MicroK8s failed to join RPI cluster error code 500

robtheslob · February 9, 2021, 11:46pm

Hello there. I can’t for the life of me figure out why the designated leaf nodes can’t join the master node’s cluster? I’m following the documentation correctly from the ubuntu tutorial on microk8s and the official microk8s documentation page here: MicroK8s - Clustering with MicroK8s

I can issue the add node command on the master node fine, the join command I paste into one of the leaf nodes in order to join them into the cluster to become leaf nodes… fails with error code 500 but isn’t helpful. Could anyone point me in the right direction? I’m using Ubuntu server for ARM.

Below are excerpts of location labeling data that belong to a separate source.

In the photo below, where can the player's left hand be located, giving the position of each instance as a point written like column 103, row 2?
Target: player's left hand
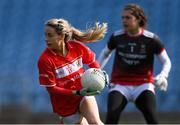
column 106, row 78
column 161, row 82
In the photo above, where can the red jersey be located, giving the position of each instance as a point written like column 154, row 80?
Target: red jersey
column 134, row 57
column 65, row 72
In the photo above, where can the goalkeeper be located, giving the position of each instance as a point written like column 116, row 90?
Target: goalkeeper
column 132, row 74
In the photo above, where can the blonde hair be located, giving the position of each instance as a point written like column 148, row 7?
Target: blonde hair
column 90, row 35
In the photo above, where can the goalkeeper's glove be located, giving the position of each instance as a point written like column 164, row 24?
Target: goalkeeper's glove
column 160, row 82
column 106, row 78
column 85, row 92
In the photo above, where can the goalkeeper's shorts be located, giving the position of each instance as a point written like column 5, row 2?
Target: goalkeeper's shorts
column 132, row 92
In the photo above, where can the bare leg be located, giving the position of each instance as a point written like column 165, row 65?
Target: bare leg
column 89, row 110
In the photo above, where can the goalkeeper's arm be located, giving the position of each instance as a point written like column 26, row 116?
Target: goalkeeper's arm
column 166, row 63
column 104, row 56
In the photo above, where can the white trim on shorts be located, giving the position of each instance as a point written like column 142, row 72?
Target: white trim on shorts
column 74, row 118
column 132, row 92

I am using carrier grade NAT, a 4G router with a 4G simcard inside; could this be the cause of the problem? I thought that it would at least join the cluster due to it not requiring WAN connectivity, as it’s on the same LAN (192.168.0.X) Thanks for your time.

The join command just returns ‘contacting cluster at 192.168.0.125’
‘failed to join cluster, error code 500’

The error is the same on all PI 3 Bs and PI 4, just much faster at executing on the PI 4.

balchua1 · February 10, 2021, 12:41am

Hi,
There is a cluster-agent service running on the main node. In your example, 192.168.0.125.

journalctl -u snap.microk8s.daemon-cluster-agent. It might give some hint.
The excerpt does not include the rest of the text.